A few months ago in my post More Than Just a Fantasy we looked at how the fantasy genre — in particular J.R.R. Tolkien’s vision — is relevant to us in its stories and themes. In particular, Matthew Dickerson’s book A Hobbit Journey: Discovering the Enchantment of J.R.R. Tolkien’s Middle-Earth, showed us how Tolkien’s worldview was populated with many deep ideas to ponder and learn from.
With the release of the second Hobbit film, it’s a good time for Tolkien fans to once again dig deep into his mythos and what formed what has become a classic part of 20th Century literature.
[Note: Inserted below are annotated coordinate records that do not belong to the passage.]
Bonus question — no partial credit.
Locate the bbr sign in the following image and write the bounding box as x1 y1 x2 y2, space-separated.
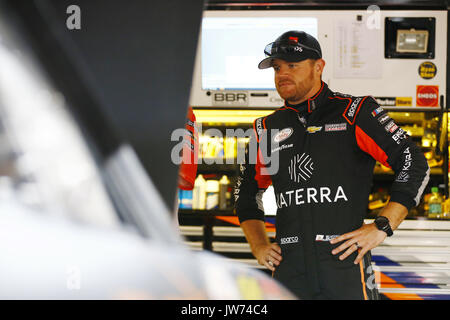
212 92 248 106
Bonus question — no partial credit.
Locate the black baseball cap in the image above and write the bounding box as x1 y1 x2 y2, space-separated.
258 31 322 69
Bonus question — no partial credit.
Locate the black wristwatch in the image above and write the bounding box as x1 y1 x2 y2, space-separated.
374 216 394 237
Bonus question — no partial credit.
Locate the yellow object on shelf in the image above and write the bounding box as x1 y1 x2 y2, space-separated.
194 109 274 125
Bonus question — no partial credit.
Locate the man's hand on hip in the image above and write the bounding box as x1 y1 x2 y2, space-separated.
254 243 282 271
330 223 387 264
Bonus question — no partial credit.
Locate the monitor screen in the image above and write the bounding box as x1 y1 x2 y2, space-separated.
201 17 318 90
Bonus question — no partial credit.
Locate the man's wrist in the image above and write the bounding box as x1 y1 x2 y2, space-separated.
374 216 394 237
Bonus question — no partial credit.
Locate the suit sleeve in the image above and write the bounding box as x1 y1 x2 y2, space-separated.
355 97 430 210
234 117 272 223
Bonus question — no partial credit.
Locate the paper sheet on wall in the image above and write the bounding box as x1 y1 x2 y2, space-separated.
333 17 383 79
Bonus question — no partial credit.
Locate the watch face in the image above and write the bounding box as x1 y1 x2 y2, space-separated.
375 216 392 236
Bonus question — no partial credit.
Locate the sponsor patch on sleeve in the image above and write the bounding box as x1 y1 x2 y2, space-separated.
325 122 347 132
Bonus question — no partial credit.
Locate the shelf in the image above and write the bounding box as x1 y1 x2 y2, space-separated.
197 163 239 174
178 209 236 217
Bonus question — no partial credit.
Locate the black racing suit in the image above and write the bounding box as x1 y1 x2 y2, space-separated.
235 82 429 299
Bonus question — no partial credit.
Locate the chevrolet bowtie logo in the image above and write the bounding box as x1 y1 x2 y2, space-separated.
288 153 314 182
306 126 322 133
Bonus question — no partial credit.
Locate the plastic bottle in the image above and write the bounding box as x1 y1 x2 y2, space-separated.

There is no shortage of books to peruse, but a couple stand out.
There is the before-mentioned by Dickerson, which focuses on how Tolkien’s Christian beliefs were the foundation to his writings. Tom Shippey’s The Road to Middle Earth: How J.R.R. Tolkien Created a New Mythology is the go to biography of Tolkien and exploration of his many inspirations. John Garth expands on one aspect of Tolkien’s past, his serving in World War I, in Tolkien and the Great War. The War of the Ring had some very real life parallels.
To top all this off, Christopher Snyder’s new The Making of Middle-Earth covers a little bit of everything of Tolkien’s world and legacy. It’s a great place to start for all Tolkien students and fans.
Do you need these books to enjoy Tolkien’s fiction? No. Do they make you want to go back and re-read and become immersed — deeply so — into Middle-Earth like it was the first time? Yes, they certainly do.